As the weather cools down and autumn leaves change, millions of people around the world will celebrate on October 31 a very strange and macabre phenomenon called “Halloween.” It is relatively easy to research the holiday’s beginnings and learn of its pagan roots, particularly the Celtic Samhain.
Samhain is a Gaelic festival marking the end of the harvest season and the beginning of winter or the “darkest half” of the year. Gaelic traditions claim that, at Samhain, the doors to the underworld open— allowing dead souls and harmful spirits to enter our world.
Costume-wearing on Halloween has its roots in the practice of “guising”—hiding one’s identity (originally by using ashes blackened in “sacred” fires) as protection against the invading spirits. One custom in Ireland was for men to go door-to-door before sunset to collect food for the evening’s Samhain feast. That tradition is echoed in the later practice of “souling,” in which children and poor people would go from house to house, singing and saying prayers for the dead in return for cakes. Some today may find it surprising to learn that the tradition of going from house to house seeking “treats” did not gain popularity in the United States until the 1950s.
Is there really any harm in dressing up in costumes as ghouls, goblins, witches or demons? Is there anything wrong with, just once a year, acknowledging a part of the spirit realm that is evil, harmful and dangerous? What is the biblical perspective?
Revelation 12:9 says, “So the great dragon was cast out, that serpent of old, called the Devil and Satan, who deceives the whole world; he was cast to the earth and his angels with him.”
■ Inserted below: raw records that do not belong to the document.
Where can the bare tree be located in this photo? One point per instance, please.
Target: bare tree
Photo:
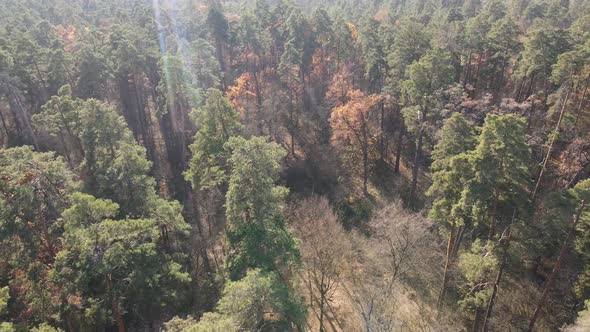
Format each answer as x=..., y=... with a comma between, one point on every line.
x=324, y=249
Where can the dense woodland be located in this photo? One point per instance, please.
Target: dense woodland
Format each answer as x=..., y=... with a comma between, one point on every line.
x=284, y=165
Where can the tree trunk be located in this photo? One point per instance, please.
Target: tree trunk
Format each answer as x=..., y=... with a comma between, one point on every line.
x=115, y=306
x=476, y=320
x=365, y=159
x=581, y=102
x=416, y=167
x=492, y=232
x=505, y=237
x=398, y=152
x=556, y=268
x=443, y=287
x=549, y=150
x=382, y=134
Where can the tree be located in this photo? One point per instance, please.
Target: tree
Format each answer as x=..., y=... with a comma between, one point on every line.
x=426, y=78
x=354, y=124
x=118, y=268
x=217, y=121
x=451, y=172
x=580, y=194
x=501, y=163
x=61, y=117
x=324, y=249
x=247, y=305
x=36, y=188
x=256, y=231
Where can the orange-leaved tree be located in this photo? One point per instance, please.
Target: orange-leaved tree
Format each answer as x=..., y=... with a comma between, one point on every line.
x=354, y=127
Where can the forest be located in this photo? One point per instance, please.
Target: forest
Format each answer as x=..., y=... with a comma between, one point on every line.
x=294, y=165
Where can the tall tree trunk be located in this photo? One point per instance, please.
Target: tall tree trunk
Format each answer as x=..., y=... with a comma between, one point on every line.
x=505, y=243
x=450, y=246
x=579, y=110
x=382, y=134
x=492, y=231
x=476, y=320
x=416, y=168
x=115, y=306
x=398, y=152
x=556, y=268
x=365, y=144
x=550, y=148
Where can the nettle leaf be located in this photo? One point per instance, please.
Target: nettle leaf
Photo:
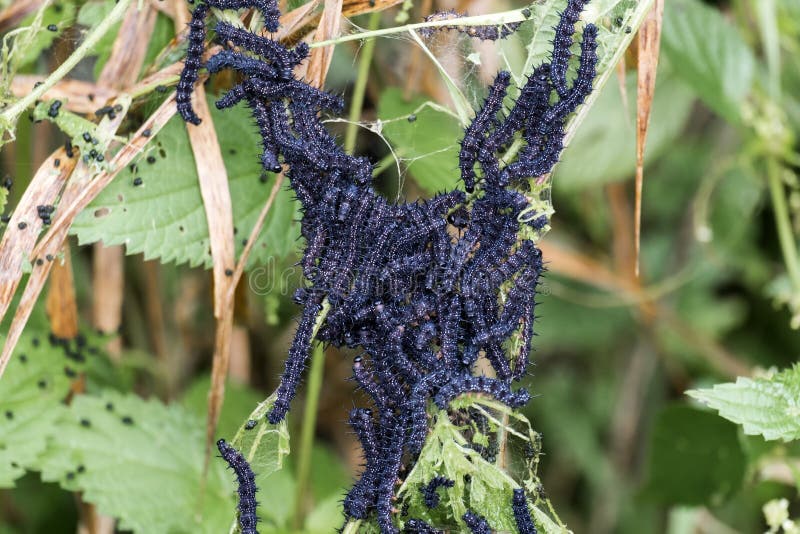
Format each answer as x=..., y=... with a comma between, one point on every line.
x=265, y=446
x=141, y=462
x=769, y=407
x=709, y=54
x=37, y=379
x=428, y=143
x=164, y=217
x=479, y=485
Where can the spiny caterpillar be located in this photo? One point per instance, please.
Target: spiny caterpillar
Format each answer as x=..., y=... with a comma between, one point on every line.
x=247, y=486
x=420, y=301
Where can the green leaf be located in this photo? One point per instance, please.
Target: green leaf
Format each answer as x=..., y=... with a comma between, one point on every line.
x=428, y=144
x=141, y=462
x=769, y=407
x=164, y=217
x=488, y=489
x=709, y=54
x=90, y=15
x=265, y=446
x=603, y=149
x=695, y=458
x=62, y=14
x=31, y=392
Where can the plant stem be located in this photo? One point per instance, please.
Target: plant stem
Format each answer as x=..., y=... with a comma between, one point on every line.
x=361, y=86
x=782, y=222
x=387, y=161
x=505, y=17
x=10, y=115
x=307, y=432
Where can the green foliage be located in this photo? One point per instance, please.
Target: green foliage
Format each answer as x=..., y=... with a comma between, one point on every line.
x=139, y=461
x=769, y=407
x=428, y=143
x=709, y=54
x=31, y=391
x=695, y=457
x=264, y=447
x=62, y=14
x=600, y=153
x=480, y=485
x=164, y=217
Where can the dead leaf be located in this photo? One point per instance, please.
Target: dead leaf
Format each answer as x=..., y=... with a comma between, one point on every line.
x=321, y=57
x=19, y=239
x=649, y=46
x=128, y=53
x=47, y=250
x=18, y=10
x=62, y=309
x=77, y=96
x=357, y=7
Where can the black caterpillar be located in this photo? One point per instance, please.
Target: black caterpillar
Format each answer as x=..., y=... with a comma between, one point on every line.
x=248, y=518
x=416, y=286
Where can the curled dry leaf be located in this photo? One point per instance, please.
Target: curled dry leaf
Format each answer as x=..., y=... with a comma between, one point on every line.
x=649, y=45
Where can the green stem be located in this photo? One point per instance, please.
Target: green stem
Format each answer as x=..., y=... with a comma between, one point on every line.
x=361, y=86
x=307, y=432
x=10, y=115
x=783, y=222
x=387, y=161
x=505, y=17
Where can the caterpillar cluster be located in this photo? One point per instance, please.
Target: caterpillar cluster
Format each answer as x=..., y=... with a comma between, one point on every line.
x=477, y=524
x=422, y=288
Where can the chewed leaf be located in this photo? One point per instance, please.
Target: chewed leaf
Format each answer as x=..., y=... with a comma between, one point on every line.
x=38, y=378
x=479, y=484
x=141, y=462
x=155, y=207
x=422, y=136
x=264, y=446
x=766, y=406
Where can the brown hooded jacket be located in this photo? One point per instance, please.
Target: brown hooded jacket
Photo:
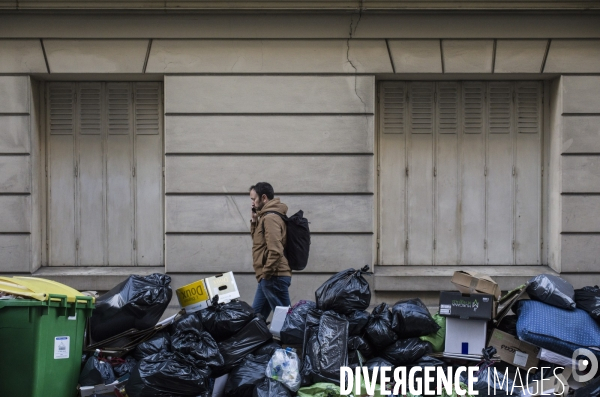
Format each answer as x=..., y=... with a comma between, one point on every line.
x=268, y=241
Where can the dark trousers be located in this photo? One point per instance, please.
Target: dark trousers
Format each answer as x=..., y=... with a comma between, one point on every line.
x=271, y=293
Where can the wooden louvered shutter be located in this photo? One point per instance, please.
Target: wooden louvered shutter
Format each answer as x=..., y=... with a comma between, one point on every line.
x=420, y=164
x=447, y=108
x=472, y=174
x=147, y=108
x=119, y=174
x=473, y=107
x=90, y=108
x=61, y=108
x=119, y=99
x=61, y=173
x=421, y=107
x=90, y=176
x=393, y=107
x=148, y=163
x=499, y=108
x=500, y=174
x=529, y=107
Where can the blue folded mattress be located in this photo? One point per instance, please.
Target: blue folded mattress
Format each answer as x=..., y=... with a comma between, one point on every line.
x=559, y=330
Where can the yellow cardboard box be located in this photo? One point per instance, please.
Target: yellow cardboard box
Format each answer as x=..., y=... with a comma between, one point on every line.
x=193, y=297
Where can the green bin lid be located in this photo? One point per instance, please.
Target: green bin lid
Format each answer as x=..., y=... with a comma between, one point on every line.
x=37, y=288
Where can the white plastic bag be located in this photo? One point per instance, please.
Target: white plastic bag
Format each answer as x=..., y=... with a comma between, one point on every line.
x=284, y=367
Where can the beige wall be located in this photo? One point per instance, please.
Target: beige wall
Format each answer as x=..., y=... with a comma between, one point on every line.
x=310, y=136
x=16, y=210
x=249, y=95
x=579, y=125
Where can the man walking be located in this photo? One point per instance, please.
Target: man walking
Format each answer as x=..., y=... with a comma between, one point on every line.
x=268, y=231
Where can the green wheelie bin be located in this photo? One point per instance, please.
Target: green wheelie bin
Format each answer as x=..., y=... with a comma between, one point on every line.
x=41, y=337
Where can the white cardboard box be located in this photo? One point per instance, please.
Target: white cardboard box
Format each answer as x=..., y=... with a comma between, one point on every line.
x=465, y=336
x=278, y=319
x=223, y=285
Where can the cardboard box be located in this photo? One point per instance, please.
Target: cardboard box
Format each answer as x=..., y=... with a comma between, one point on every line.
x=469, y=282
x=278, y=319
x=223, y=285
x=193, y=297
x=514, y=351
x=474, y=306
x=506, y=303
x=465, y=336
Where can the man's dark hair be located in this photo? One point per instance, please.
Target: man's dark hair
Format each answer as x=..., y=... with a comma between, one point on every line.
x=263, y=188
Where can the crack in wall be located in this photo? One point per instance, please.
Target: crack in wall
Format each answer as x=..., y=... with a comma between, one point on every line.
x=351, y=34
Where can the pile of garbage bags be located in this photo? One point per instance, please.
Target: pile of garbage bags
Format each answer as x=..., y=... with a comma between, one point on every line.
x=228, y=350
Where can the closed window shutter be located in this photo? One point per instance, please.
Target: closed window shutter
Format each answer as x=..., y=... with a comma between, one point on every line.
x=473, y=107
x=421, y=100
x=393, y=107
x=499, y=108
x=447, y=108
x=90, y=108
x=119, y=108
x=529, y=103
x=147, y=108
x=61, y=98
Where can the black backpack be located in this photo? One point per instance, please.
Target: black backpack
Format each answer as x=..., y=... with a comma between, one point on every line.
x=298, y=239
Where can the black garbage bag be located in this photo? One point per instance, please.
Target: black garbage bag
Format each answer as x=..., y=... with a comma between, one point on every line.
x=167, y=374
x=244, y=378
x=271, y=388
x=552, y=290
x=267, y=348
x=325, y=347
x=406, y=351
x=427, y=361
x=159, y=342
x=292, y=332
x=592, y=389
x=345, y=292
x=96, y=372
x=189, y=322
x=198, y=346
x=137, y=302
x=509, y=324
x=588, y=299
x=125, y=367
x=498, y=386
x=377, y=362
x=358, y=344
x=226, y=319
x=235, y=349
x=357, y=321
x=379, y=330
x=411, y=318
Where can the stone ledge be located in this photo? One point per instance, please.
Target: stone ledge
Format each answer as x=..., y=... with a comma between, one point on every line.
x=437, y=278
x=93, y=278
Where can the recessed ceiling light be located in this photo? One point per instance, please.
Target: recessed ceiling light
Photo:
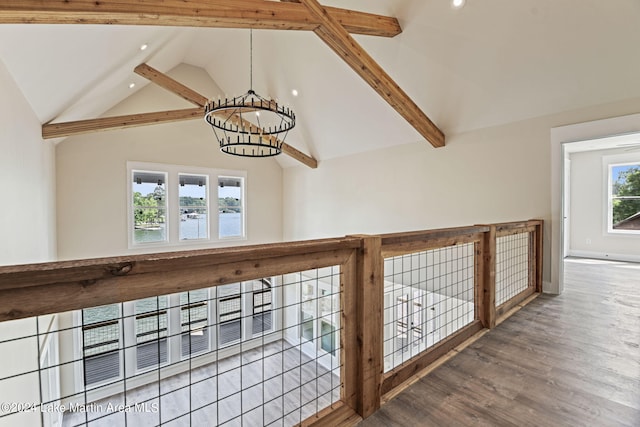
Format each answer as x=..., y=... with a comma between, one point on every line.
x=457, y=4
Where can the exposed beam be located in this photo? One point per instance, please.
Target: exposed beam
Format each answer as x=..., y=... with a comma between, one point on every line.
x=190, y=95
x=334, y=35
x=170, y=84
x=261, y=14
x=58, y=130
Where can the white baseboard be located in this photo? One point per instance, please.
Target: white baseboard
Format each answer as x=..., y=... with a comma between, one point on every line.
x=549, y=288
x=604, y=255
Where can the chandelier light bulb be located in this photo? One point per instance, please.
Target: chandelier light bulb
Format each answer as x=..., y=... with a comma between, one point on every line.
x=457, y=4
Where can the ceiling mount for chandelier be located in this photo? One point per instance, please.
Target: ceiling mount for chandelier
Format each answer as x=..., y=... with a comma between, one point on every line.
x=250, y=125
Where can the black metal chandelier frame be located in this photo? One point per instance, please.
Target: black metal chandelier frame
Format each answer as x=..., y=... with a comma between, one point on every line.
x=238, y=122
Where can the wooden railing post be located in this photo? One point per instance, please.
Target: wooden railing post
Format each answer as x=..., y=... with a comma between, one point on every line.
x=370, y=294
x=488, y=288
x=538, y=239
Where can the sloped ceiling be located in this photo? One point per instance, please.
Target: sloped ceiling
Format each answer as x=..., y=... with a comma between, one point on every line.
x=490, y=63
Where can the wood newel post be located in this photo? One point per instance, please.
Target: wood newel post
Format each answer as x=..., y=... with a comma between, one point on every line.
x=488, y=313
x=370, y=281
x=539, y=239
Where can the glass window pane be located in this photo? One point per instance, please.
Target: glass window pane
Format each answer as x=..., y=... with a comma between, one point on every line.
x=328, y=339
x=101, y=342
x=229, y=314
x=151, y=322
x=194, y=319
x=194, y=207
x=625, y=191
x=262, y=317
x=149, y=206
x=230, y=207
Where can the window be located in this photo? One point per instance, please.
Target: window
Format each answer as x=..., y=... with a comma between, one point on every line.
x=229, y=314
x=194, y=207
x=171, y=205
x=121, y=341
x=194, y=317
x=149, y=206
x=230, y=206
x=101, y=343
x=262, y=316
x=151, y=320
x=624, y=197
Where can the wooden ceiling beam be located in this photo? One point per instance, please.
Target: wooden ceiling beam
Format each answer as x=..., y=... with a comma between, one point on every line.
x=170, y=84
x=58, y=130
x=194, y=97
x=334, y=35
x=259, y=14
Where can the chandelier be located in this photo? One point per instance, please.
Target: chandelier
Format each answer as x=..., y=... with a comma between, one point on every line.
x=250, y=125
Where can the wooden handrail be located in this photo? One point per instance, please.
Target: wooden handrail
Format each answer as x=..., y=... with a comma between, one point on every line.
x=46, y=288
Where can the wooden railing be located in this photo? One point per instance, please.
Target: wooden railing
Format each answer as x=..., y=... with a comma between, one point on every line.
x=49, y=288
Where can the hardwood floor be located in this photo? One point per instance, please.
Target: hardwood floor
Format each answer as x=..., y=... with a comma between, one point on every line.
x=568, y=360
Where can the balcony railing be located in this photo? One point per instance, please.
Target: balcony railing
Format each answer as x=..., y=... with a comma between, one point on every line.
x=339, y=324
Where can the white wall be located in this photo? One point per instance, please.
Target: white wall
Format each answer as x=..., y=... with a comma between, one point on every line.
x=27, y=234
x=493, y=175
x=27, y=181
x=92, y=177
x=588, y=214
x=490, y=175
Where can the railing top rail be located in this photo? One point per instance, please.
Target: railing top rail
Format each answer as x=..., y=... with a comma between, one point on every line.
x=39, y=289
x=517, y=224
x=412, y=236
x=15, y=276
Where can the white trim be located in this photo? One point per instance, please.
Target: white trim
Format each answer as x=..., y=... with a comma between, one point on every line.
x=561, y=139
x=608, y=162
x=172, y=215
x=604, y=256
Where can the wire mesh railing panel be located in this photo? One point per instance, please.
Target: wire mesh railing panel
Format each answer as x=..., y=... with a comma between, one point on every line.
x=260, y=352
x=428, y=296
x=512, y=266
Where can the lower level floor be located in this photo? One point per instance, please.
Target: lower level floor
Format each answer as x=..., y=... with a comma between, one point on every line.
x=566, y=360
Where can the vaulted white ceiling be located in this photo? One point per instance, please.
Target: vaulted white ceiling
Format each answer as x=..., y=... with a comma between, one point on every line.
x=490, y=63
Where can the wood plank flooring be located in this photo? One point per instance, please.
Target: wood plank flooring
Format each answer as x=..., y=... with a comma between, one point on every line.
x=568, y=360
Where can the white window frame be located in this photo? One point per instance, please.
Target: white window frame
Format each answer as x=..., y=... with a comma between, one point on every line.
x=173, y=202
x=608, y=162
We need to understand that Satan, once an archangel (the one who covered God’s throne, as mentioned in Ezekiel 28:14-15), is real. He does exist—and he and his fallen angels (demons) were long ago cast down to the earth. He is now called the “prince of the power of the air” (Ephesians 2:2), and celebrations like Halloween are ultimately of his creation! He and his demons are making every effort to foil God’s plan for mankind. He wants to trick human beings into rejecting God and accepting evil.
Halloween, although appearing as mischievous fun, is an aspect of the evil of Satan that God warns us about. In many communities, Halloween is the day of the year when the largest number of serious crimes—personal assaults, property damage and other felonies—are committed, more than any other day.
Scripture does not encourage us to accept foolishness. “See that you walk circumspectly, not as fools but as wise, redeeming the time, because the days are evil” (Ephesians 5:15-16). Are we “redeeming the time” if we enjoy a festival that invites the influence of evil?
Satan and his fallen angels are real, and they are active not just one day of the year, but every day of the year. Our modern Halloween celebrations may seem harmless and fun, but in truth, they are rooted in pagan rituals that go against God’s word and His ways. So, do not be deceived. Protect yourself and your family from these deceptions by coming out of them (2 Corinthians 6:17; Revelation 18:4).